Dois séculos em um selo
História bicentenária das relações Brasil-Santa Sé é impressa em identidade visual desenvolvida pela PUC-Rio
Assessora de Comunicação Institucional da PUC-Rio
A identidade visual, que unifica os eventos oficiais em ambos os países, foi o centro das atenções no seminário "Brasil-Santa Sé: 200 anos de relações diplomáticas", realizado na Pontifícia Universidade Gregoriana. Ao lado de Pe. Anderson Pedroso, solenidade de abertura, estavam o embaixador do Brasil junto à Santa Sé, Everton Vieira Vargas, o presidente da Conferência Nacional dos Bispos do Brasil, Dom Jaime Spengler e o reitor da Pontifícia Universidade Gregoriana – UniGre, Pe. Mark A. Lewis, SJ.

Reitor Pe. Anderson Pedroso, SJ, ao lado do Cardeal Jaime Spengler - Foto: divulgação
A iniciativa do selo coloca a produção de conhecimento da Universidade a serviço da diplomacia internacional e da fé. Uma história que começou a ser delineada ainda em novembro de 2024, quando o reitor foi provocado pelo embaixador Vargas a colaborar na criação de uma marca que traduzisse a densidade do vínculo bissecular.
O processo foi conduzido pela Coordenação de Gestão e Experiência de Marca (CGEM) da PUC-Rio, com a supervisão da professora Manuela Quaresma e a execução da designer Evelyn Grumach: um projeto de síntese histórica e rigor acadêmico que não se limitou à busca estética, mas envolveu interlocução direta com o corpo diplomático, representado pelas advogadas Fernanda Graeff Machry e Maria Helena Japiassu M. de Macedo.

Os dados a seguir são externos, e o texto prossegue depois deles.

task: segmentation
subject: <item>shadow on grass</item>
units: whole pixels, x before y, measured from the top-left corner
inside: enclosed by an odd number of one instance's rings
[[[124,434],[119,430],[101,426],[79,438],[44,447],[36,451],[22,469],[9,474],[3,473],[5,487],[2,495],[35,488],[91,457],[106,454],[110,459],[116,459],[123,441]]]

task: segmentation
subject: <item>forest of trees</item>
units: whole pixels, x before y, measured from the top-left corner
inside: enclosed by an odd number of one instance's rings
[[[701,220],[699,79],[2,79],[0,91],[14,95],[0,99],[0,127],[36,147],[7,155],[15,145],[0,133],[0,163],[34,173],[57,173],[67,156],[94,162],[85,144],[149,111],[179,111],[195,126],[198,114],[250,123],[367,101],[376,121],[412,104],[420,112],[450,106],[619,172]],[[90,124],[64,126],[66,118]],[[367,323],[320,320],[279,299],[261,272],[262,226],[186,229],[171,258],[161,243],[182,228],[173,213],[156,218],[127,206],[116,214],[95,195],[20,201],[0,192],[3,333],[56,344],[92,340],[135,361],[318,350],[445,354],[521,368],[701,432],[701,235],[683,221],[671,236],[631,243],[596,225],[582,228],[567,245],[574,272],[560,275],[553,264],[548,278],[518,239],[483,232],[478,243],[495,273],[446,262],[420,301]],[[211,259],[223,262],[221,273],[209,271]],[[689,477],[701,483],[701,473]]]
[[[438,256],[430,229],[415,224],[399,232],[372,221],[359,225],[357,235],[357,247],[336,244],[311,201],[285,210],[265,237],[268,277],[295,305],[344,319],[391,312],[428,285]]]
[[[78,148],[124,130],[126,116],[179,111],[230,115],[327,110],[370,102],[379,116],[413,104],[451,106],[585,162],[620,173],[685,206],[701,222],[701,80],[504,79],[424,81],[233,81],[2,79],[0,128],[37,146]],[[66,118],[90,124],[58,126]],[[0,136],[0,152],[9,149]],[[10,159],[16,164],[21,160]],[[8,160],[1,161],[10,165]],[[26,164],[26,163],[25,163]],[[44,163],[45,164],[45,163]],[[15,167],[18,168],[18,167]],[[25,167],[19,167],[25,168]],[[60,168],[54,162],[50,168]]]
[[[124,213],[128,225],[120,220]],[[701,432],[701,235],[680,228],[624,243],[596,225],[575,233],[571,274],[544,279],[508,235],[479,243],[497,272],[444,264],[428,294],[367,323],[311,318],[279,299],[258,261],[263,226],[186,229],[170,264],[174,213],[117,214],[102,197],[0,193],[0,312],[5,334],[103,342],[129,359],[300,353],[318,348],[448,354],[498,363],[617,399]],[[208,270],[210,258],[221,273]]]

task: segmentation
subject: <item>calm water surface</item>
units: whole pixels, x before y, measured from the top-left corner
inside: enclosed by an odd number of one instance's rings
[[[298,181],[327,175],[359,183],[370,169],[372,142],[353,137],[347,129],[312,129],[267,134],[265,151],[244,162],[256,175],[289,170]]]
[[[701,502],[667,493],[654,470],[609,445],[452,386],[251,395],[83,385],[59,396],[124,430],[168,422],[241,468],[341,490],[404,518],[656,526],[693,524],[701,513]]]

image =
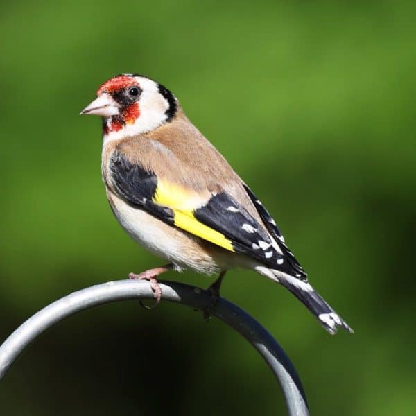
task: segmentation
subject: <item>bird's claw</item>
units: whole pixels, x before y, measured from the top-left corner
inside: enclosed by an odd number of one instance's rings
[[[152,291],[153,291],[155,293],[155,304],[153,306],[148,306],[145,305],[141,300],[139,301],[140,305],[144,308],[145,309],[154,309],[157,306],[159,303],[160,302],[160,299],[162,297],[162,288],[157,282],[157,279],[155,276],[154,272],[152,272],[153,270],[146,270],[146,272],[143,272],[139,275],[135,275],[135,273],[130,273],[128,275],[128,278],[132,280],[148,280],[150,284],[150,288]]]

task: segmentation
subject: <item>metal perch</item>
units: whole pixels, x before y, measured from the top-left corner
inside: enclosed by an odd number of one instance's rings
[[[211,302],[208,291],[177,283],[160,281],[162,299],[205,310]],[[153,299],[148,281],[109,281],[71,293],[46,306],[24,322],[0,346],[0,379],[16,358],[39,335],[76,312],[110,302]],[[282,348],[259,322],[236,305],[219,298],[211,315],[241,333],[266,360],[277,379],[291,416],[308,416],[306,399],[295,367]]]

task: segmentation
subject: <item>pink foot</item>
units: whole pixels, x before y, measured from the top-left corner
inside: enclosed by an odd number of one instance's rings
[[[155,292],[155,305],[150,308],[148,306],[144,306],[147,309],[153,309],[155,308],[160,302],[160,298],[162,297],[162,288],[160,286],[159,286],[159,283],[157,282],[157,279],[156,279],[157,276],[159,275],[162,275],[162,273],[164,273],[168,270],[171,270],[173,267],[172,264],[167,264],[166,266],[164,266],[162,267],[157,267],[155,268],[150,269],[148,270],[146,270],[142,272],[139,275],[135,275],[135,273],[129,273],[128,277],[132,280],[148,280],[150,284],[150,287],[153,292]],[[140,302],[141,304],[141,302]],[[143,305],[143,304],[141,304]],[[144,306],[144,305],[143,305]]]

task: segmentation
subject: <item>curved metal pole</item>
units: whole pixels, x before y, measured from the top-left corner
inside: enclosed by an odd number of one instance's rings
[[[177,283],[159,281],[162,299],[205,309],[211,297],[208,291]],[[52,325],[76,312],[110,302],[127,299],[153,299],[148,281],[120,280],[91,286],[62,297],[24,322],[0,346],[0,379],[23,350]],[[260,353],[277,379],[288,415],[308,416],[306,396],[295,367],[273,337],[236,305],[219,298],[212,315],[241,333]]]

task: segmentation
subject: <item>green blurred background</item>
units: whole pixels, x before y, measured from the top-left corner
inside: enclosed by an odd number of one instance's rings
[[[414,415],[415,3],[15,1],[0,6],[0,336],[71,291],[161,264],[116,223],[99,84],[147,74],[180,100],[355,329],[330,336],[281,287],[223,295],[297,367],[313,415]],[[207,287],[187,272],[166,278]],[[0,385],[3,415],[284,414],[266,365],[215,319],[135,302],[50,330]]]

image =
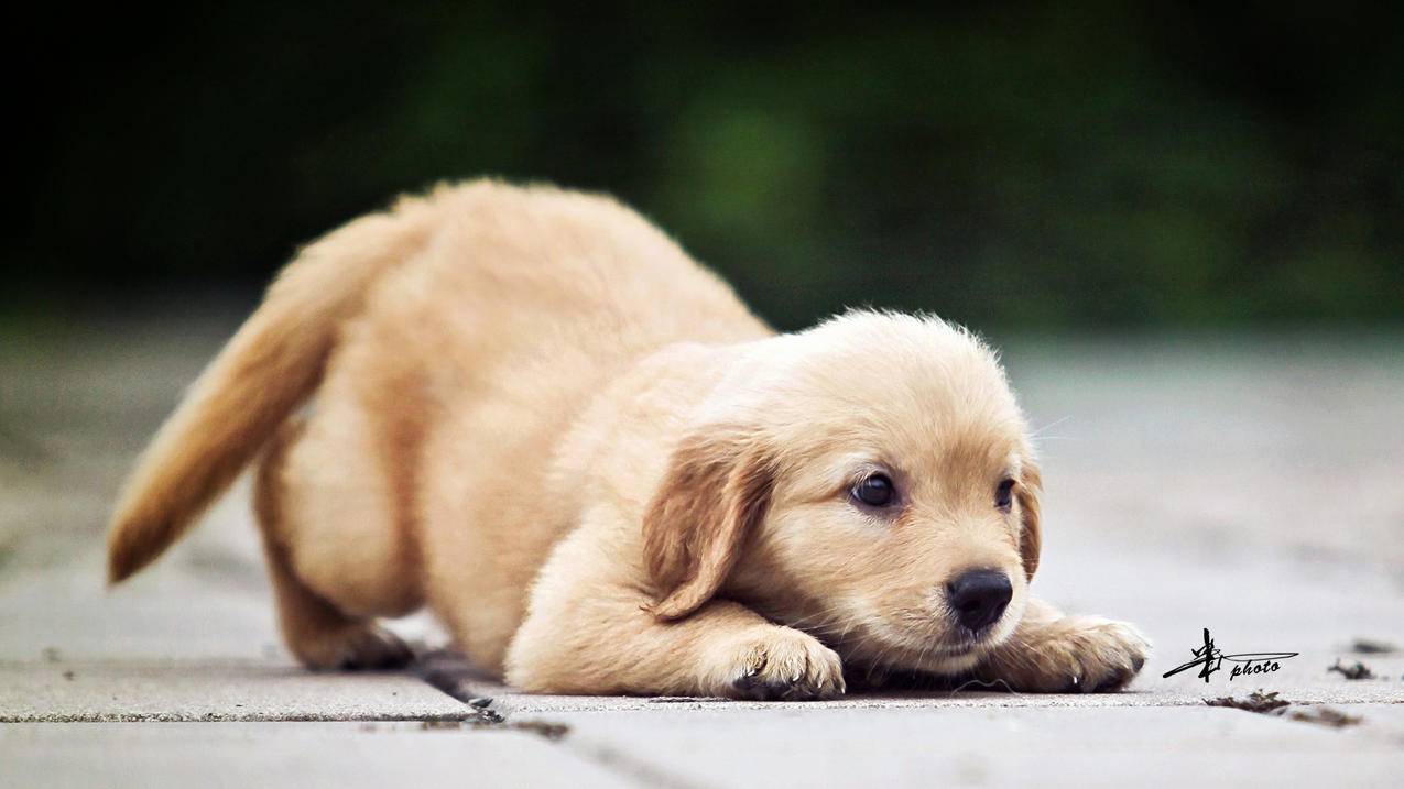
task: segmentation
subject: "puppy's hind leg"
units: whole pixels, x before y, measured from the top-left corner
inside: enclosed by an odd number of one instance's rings
[[[284,507],[282,469],[302,423],[284,425],[268,446],[254,487],[254,512],[263,532],[268,577],[284,642],[313,670],[397,668],[414,658],[404,642],[373,619],[348,616],[298,577],[291,541],[295,524]]]

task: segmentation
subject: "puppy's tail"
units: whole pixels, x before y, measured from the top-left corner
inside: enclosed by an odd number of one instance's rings
[[[171,546],[320,383],[338,326],[389,268],[423,248],[431,201],[406,199],[305,247],[166,420],[126,482],[108,583]]]

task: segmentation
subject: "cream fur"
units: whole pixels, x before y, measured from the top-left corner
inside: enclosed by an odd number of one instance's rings
[[[112,580],[260,449],[313,668],[403,663],[375,619],[423,605],[538,692],[827,698],[892,668],[1113,689],[1148,650],[1029,598],[1042,480],[977,338],[876,312],[776,336],[602,197],[476,181],[309,246],[143,456]],[[851,501],[875,469],[899,507]],[[941,590],[977,567],[1014,598],[972,639]]]

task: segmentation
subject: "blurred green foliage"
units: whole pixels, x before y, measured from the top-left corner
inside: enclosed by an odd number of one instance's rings
[[[619,195],[781,327],[1394,321],[1396,8],[60,8],[10,53],[8,303],[261,281],[496,174]]]

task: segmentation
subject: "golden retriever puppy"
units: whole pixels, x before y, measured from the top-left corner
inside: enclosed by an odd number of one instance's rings
[[[256,458],[312,668],[407,661],[376,619],[425,605],[556,694],[814,699],[845,668],[1108,691],[1148,650],[1029,597],[1039,470],[976,337],[878,312],[775,334],[602,197],[444,187],[302,250],[136,468],[111,580]]]

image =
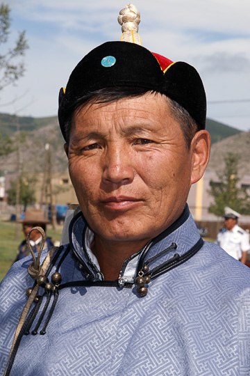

Segundo as designers do CGEM, o objetivo foi assegurar que a marca refletisse a relevância espiritual e política da relação entre os dois Estados.

A designer Evelyn Grumach foi responsável pela execução do selo que marca o bicentenário - Foto: Rogério Reis
— Em se tratando de uma celebração entre dois estados, Brasil e Vaticano/Santa Sé, as características físicas de ambos os locais se destacaram como ponto de partida: a colunata de Bernini na Piazza San Pietro, onde se localiza o Vaticano, e as arcadas de Oscar Niemeyer no Palácio do Itamaraty, em Brasília, representante da instituição brasileira. Suas características arquitetônicas, seus pilares e verticalidade, repetição e simetria se fizeram presentes ao buscar um sinal gráfico representativo deste encontro: a soma e o cruzamento dos eixos verticais e horizontais demonstram o encontro das instituições através de um sinal de positividade — explica Evelyn Grumach.
— O processo de concepção do selo foi estruturado a partir de uma investigação simbólica e arquitetônica de ícones do Brasil e do Vaticano. Ambos os espaços foram analisados não como representações literais, mas como sistemas formais e simbólicos. Das colunas da Praça de São Pedro, emergem as ideias de acolhimento, centralidade e irradiação; dos arcos e da perspectiva do Palácio Itamaraty, derivam as noções de sequência, profundidade, racionalidade e modernidade — esclareceu.

Pe. Anderson Pedroso na mesa de abertura do seminário em celebração aos 200 anos de relação entre o Brasil e a Santa Sé - Foto: divulgação
— O selo resultante traduz essas referências em uma composição geométrica sintética, com uma forma final que sugere múltiplas leituras simbólicas sem impor uma interpretação única, mantendo a abertura semântica necessária a um símbolo diplomático. A escolha cromática reforçou essa impostação com cores sóbrias, institucionais e atemporais, pensadas para garantir legibilidade, elegância e adaptabilidade em contextos cerimoniais, institucionais e culturais diversos, com variações controladas de uso.
A participação do reitor nas celebrações romanas inclui missa comemorativa na Basílica de Santa Maria Maggiore, no dia 23 de janeiro, que celebra um marco histórico que remonta a 1826.
— O Brasil e a Santa Sé compartilham, ao longo de dois séculos, uma trajetória marcada pelo diálogo, pela cooperação e pela busca de valores comuns, como a promoção da dignidade humana, da paz e do bem comum. Participar dessa celebração em Roma é reafirmar a importância da diplomacia como instrumento de aproximação entre povos, culturas e tradições — afirmou padre Anderson.